Introduction

In this tutorial, we’ll take a look at the concept of entropy and its applications within different branches of computer science.

Entropy is connected to the information theory developed by Shannon, which arose within the problems related to communication.

Communication

We can define communication as all the processes through which a mechanism actively enters into a relationship with another mechanism.

A communication system contains three basic elements: source, communication channel, and receiver.

Information theory is about answering questions regarding the measurement of information and its transmission, with or without noise.

Combinatorial Entropy

The derivation of the expression for information entropy allows us to understand its meaning.
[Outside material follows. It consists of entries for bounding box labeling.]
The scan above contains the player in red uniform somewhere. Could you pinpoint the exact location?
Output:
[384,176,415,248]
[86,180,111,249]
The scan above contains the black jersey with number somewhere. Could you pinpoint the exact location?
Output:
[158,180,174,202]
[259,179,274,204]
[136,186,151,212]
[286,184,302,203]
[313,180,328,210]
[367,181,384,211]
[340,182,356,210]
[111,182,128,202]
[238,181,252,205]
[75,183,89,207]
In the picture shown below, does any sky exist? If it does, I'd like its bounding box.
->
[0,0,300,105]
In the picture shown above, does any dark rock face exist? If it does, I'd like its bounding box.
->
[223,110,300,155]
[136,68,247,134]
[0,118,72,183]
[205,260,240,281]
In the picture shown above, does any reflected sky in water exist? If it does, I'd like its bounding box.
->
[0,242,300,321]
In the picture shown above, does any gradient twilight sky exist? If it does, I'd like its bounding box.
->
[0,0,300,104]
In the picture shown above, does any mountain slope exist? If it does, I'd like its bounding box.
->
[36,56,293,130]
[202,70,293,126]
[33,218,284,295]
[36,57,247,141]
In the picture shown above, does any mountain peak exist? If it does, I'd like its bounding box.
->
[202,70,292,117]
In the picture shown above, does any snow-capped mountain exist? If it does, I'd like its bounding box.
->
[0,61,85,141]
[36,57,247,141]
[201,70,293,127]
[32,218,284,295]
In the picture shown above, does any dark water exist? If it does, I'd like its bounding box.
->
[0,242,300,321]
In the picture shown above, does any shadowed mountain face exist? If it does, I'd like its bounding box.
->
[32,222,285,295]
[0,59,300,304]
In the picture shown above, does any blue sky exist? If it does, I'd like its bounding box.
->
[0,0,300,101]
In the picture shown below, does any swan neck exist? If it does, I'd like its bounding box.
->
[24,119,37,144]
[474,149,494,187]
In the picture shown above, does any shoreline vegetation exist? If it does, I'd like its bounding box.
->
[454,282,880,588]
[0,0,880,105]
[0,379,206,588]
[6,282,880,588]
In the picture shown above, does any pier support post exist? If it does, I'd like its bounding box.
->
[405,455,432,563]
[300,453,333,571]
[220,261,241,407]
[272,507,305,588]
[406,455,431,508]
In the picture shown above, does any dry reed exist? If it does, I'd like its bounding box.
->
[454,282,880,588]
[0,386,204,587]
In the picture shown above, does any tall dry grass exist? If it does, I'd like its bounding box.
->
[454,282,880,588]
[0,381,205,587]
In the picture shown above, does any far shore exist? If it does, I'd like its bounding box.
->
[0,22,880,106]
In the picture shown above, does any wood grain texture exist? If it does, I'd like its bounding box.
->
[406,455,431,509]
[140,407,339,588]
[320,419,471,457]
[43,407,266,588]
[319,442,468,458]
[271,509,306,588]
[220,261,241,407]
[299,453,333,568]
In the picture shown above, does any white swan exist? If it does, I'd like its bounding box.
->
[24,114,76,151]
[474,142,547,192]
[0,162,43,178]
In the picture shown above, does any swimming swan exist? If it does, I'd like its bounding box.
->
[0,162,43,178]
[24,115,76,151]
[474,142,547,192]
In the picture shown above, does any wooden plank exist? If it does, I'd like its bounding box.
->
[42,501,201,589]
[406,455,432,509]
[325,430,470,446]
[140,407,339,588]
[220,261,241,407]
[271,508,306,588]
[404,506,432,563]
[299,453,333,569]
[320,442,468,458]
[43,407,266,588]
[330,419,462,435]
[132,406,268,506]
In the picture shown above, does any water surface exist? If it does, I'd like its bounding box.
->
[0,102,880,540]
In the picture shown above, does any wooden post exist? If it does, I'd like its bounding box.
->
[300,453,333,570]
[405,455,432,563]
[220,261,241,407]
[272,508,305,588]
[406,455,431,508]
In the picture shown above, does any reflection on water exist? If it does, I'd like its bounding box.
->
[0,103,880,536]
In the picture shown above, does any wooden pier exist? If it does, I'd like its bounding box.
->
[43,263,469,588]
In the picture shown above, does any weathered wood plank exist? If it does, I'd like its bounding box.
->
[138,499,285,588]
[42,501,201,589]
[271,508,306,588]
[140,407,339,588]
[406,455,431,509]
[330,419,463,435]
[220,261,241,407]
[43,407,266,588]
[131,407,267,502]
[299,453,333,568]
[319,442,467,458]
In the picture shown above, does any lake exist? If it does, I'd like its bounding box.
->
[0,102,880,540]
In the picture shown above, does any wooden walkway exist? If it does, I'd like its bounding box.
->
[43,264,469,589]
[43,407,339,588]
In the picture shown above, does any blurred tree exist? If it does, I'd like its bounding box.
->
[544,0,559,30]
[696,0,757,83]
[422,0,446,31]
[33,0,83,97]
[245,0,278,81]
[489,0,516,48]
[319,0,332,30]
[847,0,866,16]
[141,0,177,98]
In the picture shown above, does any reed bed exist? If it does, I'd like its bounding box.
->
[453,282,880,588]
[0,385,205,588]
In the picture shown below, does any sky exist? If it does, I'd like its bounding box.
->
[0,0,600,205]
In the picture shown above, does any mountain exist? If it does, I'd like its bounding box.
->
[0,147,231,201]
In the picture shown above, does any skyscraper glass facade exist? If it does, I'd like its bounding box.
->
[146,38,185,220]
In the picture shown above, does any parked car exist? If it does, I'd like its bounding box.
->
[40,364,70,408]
Consider the possible fixed-length sequences of three different symbols: A, B, and C. Suppose that we have two instances of the symbol A, five of the symbol B, and three of the symbol C. Two possible sequences are:

B C B B C C A B A B

B A C B A C B B C B

Each of these combinations is called a permutation. Considering that the symbols of the same type are indistinguishable, the number of permutations is given by the multinomial coefficient. For our example, the number of permutations is:

    \[P=\left(\begin{array}{c} 10\\ 2,5,3 \end{array}\right)=\frac{10!}{2!5!3!}=2520\]

In general, for a sequence of length N formed by L distinct symbols of multiplicity n_{i}, we have:

    \[P=\left(\begin{array}{c} N\\ n_{1},n_{2},\ldots,n_{L} \end{array}\right)=\frac{N!}{\prod_{i=1}^{L}n_{i}!}\]

Suppose we want to uniquely encode each of the possible P permutations using a binary string. A string of length b bits can encode 2^{b} different possibilities.

In order to encode the P permutations, one must have 2^{b}=P. Taking the base 2 logarithm, we obtain that the length of the binary string must be:

    \[b=\log_{2}P\]

The average length of the binary string for the N symbols that make up our sequence is:

    \[H_{c}=\frac{1}{N}\log_{2}P=\frac{1}{N}\log_{2}\frac{N!}{\prod_{i=1}^{L}n_{i}!}\]

H_{c} is the combinatorial entropy and has units of bits/symbol. It expresses the average length of a binary string needed to encode each symbol of the original sequence.

Entropy in Information Theory

Entropy in information theory, also called information entropy or Shannon entropy, is denoted by H and can be derived from combinatorial entropy.

Operating on the logarithm in the expression of H_{c} we can write:

    \[H_{c}=\frac{1}{N}\left(\log_{2}N!-\sum_{i=1}^{L}\log_{2}n_{i}!\right)\]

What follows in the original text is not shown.